Structural Sum Types (used to be Anonymous Union Types)

How about something like this?

let aOrB: (A | B) = <#...#> // where A, B: ExpressibleByIntegerLiteral & AdditiveArithmetic
let twiceAOrB = aOrB * 2

That is to say, a union type can be used to form an expression where all of its cases individually would be valid. Such an expression is of a new union type whose cases are the results of the original expression, but applied to the specific cases of the original union.

You could then pass a union into something like a generic function and get a similar-shaped union of the result.
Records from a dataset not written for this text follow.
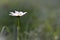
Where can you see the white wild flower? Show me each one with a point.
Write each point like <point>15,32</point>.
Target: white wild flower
<point>17,13</point>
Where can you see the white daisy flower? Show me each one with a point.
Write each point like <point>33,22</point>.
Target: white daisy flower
<point>17,13</point>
If all cases of a union have the same type, an explicit syntax could be used to get the value out.
No implicit type conversion happening anywhere. Only union transformations and an explicit collapse at the end, if applicable.

EDIT:

For example, the explicit syntax to get the value out could take the form of an explicit unconditional type cast:

aOrB as Int // only valid if all cases are known to be of the same type.
// OR
aOrB as Equatable // only valid if all cases are known to conform to Equatable.

EDIT 2:

It would behave exactly like quantum superposition: It would continue to be on one of multiple possible states, even when you "rotate" that set of possible states. And once you "measure" it, it collapses into a single value.

Again, no implicit type conversion, just explicit operations on unions.

1 Like

Regarding the discussion of anonymous unions as opposed anonymous sum types, I could imagine wanting several possibilities with the same type in an anonymous enum, which would have significant problems with anonymous unions.
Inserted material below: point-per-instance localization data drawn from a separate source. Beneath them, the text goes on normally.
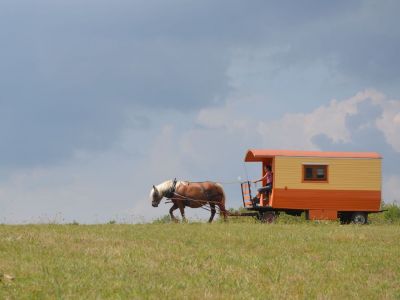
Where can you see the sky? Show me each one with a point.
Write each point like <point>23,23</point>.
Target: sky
<point>99,100</point>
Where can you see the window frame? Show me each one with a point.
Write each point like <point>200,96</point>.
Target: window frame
<point>314,167</point>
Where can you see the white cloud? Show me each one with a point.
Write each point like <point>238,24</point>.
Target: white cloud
<point>391,189</point>
<point>389,123</point>
<point>115,184</point>
<point>296,131</point>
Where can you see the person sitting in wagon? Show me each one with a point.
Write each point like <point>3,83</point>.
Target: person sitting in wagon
<point>268,187</point>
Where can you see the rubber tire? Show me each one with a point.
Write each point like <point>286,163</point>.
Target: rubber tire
<point>360,218</point>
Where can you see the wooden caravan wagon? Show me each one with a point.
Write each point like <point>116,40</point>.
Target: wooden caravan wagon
<point>324,185</point>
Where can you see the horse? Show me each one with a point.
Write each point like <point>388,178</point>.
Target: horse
<point>190,194</point>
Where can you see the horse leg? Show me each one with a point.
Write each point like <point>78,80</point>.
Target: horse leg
<point>222,210</point>
<point>212,206</point>
<point>175,206</point>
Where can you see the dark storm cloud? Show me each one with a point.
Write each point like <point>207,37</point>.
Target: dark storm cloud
<point>71,69</point>
<point>364,137</point>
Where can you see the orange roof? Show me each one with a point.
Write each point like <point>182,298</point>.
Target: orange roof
<point>260,154</point>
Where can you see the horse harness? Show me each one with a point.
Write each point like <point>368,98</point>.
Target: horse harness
<point>172,194</point>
Take the following example, which also makes use of labels in an anonymous enum:

struct AlertState<Action> {
  var title: String?
  var options: [Option]
  
  struct Option {
    var title: String 
    var action: Action 
  }
}

// ...

let alertState = AlertState<(yes: Void | no: Void)>(
  title: "Do the thing?",
  options: [
    Option(title: "Yes", action: .yes(())),
    Option(title: "No", option: .no(()))
  ]
)

switch await presentAlert(alertState) {
case .yes: //...
case .no: //...
}

This sounds to me more like an anonymous protocol than an anonymous enum. I personally would much prefer that these be two separate language features.

Yeah, that makes total sense. Labels are certainly useful and even without labels, The distinction between two seemingly identical cases is still necessary.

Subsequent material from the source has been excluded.